Colonel Blimp-like nostalgia for days of Empire
27 July, 2018
• I AM well aware of the overpowering sense of ennui at the debate about Brexit, the inexorable turmoil of cabinet disputes between ever-vociferous factions over the hard anti-European trading establishment and the more pliable Customs Union opponents adopting a concertedly flexible approach.
It invokes an antiquated Colonel Blimp attitude: a mix of nostalgia for an imperial age, the distortion of absurd examples of bureaucracy to build unsupportable generic arguments, failing to engage with how the Brexit promises of self-sufficiency and independence could be squared with the reality of complex international supply chains and global security threats.
I voted Remain in 2016 as being ancient enough to remember 1975, and did then, thinking the issue had been resolved in favour of involvement and continual integration within the economic and political mechanism of the then Common Market, now the EU.
I felt, and still feel, isolated and alone, as we will be.

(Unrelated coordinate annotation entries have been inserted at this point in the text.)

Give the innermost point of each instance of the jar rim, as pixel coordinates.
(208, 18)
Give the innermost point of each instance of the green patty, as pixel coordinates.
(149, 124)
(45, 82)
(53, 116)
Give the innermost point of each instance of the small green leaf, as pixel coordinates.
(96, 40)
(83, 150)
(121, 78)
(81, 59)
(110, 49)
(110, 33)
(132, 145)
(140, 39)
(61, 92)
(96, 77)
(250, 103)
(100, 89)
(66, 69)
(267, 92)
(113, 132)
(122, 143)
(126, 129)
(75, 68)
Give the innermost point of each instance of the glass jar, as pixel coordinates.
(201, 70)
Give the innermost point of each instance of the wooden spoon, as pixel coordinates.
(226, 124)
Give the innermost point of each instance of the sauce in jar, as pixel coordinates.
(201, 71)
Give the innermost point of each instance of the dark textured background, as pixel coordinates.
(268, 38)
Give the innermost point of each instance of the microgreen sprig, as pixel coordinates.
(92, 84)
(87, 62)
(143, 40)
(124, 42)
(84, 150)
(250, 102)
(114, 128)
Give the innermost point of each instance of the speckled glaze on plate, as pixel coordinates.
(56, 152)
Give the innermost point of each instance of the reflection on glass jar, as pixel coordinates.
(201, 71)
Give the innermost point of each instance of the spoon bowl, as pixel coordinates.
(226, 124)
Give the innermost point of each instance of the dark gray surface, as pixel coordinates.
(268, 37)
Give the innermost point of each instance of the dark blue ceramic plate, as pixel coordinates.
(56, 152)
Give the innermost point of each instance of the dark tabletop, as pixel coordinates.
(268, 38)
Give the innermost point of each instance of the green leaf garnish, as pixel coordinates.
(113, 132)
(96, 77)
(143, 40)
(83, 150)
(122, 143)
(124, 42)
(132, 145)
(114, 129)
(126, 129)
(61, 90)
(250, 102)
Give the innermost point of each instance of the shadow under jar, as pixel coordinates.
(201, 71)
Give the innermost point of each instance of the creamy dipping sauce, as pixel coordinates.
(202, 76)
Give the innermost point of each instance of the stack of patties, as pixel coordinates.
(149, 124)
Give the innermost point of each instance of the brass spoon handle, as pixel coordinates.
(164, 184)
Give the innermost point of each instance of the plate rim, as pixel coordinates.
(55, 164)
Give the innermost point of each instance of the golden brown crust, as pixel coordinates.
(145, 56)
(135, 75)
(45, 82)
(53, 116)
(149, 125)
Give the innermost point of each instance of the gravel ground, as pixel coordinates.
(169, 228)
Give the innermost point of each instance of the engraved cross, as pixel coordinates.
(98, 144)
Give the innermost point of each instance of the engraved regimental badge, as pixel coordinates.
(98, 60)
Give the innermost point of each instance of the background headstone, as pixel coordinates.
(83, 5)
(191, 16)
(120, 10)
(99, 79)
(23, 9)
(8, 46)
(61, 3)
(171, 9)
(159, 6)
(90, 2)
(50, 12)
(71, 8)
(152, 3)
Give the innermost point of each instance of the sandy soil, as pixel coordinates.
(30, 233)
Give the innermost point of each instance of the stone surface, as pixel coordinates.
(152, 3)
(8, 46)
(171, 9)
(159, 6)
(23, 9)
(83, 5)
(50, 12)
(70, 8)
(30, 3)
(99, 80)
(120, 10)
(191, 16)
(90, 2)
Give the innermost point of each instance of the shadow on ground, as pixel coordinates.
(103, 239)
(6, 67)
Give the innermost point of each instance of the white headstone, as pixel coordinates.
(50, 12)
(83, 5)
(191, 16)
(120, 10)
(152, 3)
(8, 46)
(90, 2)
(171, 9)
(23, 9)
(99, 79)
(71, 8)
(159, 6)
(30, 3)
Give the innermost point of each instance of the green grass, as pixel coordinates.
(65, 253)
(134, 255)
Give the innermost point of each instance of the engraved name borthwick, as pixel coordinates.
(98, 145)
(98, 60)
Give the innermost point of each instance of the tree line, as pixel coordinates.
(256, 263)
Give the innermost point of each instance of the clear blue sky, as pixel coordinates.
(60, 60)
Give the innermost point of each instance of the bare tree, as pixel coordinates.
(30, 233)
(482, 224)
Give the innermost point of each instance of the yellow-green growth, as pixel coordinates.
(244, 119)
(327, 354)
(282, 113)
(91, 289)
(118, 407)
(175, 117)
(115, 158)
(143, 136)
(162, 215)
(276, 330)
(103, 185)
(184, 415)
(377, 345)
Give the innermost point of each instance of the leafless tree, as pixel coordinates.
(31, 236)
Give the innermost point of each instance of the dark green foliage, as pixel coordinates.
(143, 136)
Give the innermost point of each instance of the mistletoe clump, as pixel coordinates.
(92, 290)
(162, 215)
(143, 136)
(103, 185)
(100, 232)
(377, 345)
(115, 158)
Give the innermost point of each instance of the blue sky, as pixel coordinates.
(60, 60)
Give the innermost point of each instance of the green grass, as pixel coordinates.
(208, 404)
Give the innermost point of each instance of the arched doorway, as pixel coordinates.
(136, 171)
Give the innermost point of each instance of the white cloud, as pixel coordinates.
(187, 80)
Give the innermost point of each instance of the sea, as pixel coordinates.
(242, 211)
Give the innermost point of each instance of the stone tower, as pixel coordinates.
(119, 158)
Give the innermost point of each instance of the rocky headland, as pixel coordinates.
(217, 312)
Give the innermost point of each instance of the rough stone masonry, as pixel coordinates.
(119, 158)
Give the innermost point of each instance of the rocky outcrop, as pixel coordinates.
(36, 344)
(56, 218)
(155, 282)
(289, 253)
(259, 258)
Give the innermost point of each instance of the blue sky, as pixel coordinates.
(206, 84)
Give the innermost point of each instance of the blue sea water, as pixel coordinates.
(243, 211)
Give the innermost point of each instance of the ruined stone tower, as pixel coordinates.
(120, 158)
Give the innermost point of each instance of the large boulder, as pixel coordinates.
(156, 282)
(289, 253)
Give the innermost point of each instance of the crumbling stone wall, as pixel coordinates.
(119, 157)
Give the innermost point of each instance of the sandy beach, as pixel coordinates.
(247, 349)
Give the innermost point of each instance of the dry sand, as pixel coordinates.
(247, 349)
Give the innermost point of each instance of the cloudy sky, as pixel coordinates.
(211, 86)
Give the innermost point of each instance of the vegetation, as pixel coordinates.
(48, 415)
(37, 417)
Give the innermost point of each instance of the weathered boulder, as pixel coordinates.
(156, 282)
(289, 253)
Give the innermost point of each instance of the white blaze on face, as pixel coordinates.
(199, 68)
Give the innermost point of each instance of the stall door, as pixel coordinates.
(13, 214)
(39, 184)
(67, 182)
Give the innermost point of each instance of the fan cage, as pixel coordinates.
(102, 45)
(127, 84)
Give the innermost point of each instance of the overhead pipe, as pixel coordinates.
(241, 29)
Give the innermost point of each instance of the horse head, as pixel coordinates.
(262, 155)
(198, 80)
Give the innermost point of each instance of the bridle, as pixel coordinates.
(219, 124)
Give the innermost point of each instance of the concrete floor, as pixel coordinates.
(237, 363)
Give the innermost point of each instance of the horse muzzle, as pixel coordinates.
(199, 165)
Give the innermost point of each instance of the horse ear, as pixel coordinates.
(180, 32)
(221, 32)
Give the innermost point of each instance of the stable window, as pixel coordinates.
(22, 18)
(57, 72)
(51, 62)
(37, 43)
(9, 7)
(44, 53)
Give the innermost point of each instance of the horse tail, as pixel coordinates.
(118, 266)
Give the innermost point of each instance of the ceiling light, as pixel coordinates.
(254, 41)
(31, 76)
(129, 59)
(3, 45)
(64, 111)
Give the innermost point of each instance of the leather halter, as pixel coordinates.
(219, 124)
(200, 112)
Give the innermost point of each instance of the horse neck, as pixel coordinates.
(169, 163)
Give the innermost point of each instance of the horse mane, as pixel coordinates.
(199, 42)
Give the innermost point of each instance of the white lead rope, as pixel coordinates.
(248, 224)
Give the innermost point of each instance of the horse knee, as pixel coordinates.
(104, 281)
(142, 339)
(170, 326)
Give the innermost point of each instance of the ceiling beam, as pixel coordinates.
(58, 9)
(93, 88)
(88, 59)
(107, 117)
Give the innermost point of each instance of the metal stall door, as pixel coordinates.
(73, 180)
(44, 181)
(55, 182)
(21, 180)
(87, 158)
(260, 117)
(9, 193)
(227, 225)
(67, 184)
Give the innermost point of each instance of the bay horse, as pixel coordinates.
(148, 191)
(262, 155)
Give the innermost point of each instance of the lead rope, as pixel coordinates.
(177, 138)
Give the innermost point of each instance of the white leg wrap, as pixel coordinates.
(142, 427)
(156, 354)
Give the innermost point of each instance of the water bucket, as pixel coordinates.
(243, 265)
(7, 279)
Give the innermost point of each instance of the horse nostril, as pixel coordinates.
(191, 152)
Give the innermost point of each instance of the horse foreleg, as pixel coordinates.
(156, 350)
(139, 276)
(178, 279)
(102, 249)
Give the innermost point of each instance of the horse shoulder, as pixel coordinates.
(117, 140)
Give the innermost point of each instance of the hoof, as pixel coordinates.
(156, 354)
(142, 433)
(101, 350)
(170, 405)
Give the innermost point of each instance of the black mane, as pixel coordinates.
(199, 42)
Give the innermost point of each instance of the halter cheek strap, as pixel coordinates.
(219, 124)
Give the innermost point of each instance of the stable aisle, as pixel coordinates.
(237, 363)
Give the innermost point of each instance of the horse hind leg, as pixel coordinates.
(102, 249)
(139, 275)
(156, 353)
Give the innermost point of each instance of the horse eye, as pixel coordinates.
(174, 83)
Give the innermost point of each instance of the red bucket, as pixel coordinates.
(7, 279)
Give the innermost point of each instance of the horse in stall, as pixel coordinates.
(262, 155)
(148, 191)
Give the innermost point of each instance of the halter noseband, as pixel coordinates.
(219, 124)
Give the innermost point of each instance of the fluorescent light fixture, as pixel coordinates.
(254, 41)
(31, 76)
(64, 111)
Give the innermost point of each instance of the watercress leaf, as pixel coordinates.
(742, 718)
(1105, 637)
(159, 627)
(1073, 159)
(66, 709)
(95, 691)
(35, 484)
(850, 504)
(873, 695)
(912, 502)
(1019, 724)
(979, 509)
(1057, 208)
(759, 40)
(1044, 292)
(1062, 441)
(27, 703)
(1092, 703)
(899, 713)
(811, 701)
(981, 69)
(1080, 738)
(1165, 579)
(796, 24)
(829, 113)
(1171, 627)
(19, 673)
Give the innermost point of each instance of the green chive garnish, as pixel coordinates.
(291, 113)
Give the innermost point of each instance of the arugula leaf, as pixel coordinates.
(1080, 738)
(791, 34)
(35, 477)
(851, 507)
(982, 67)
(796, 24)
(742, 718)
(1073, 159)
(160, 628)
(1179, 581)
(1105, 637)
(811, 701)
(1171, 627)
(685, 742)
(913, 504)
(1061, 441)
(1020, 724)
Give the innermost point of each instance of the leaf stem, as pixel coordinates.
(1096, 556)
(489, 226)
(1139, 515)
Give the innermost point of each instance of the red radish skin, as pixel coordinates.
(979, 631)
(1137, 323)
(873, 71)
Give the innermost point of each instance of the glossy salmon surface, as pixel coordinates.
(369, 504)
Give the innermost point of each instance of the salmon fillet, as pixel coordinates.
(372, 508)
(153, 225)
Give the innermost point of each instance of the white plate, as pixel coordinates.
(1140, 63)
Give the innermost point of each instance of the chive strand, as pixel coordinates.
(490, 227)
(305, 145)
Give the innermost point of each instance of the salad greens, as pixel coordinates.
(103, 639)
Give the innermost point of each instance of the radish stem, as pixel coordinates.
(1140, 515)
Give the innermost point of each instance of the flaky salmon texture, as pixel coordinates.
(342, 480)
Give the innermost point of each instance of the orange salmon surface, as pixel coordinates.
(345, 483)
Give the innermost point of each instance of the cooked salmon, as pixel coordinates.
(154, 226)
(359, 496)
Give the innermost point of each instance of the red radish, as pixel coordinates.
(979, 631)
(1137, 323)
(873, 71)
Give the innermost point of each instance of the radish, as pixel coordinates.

Our industrial and financial sector would inevitably diminish against the fluctuations and vicissitudes of external markets and trade, rendered politically impotent.
The soft Brexit agenda, while providing access to the Single Market, would leave us subject to the regulatory apparatus of the Commission, obliged to adhere to whatever it stipulated with no authority over administrative transaction, our freedom of movement to engineer commercial agreements stifled.
A hard Brexit would leave us a poor client of the United States and emerging economic power blocs such as China, reduced to chattel status.
A federation under the statesmanship of the major national groupings, including ourselves, where we could have exercised influence to democratise and open up to multilateral trade the financial and industrial structure, should have been the call.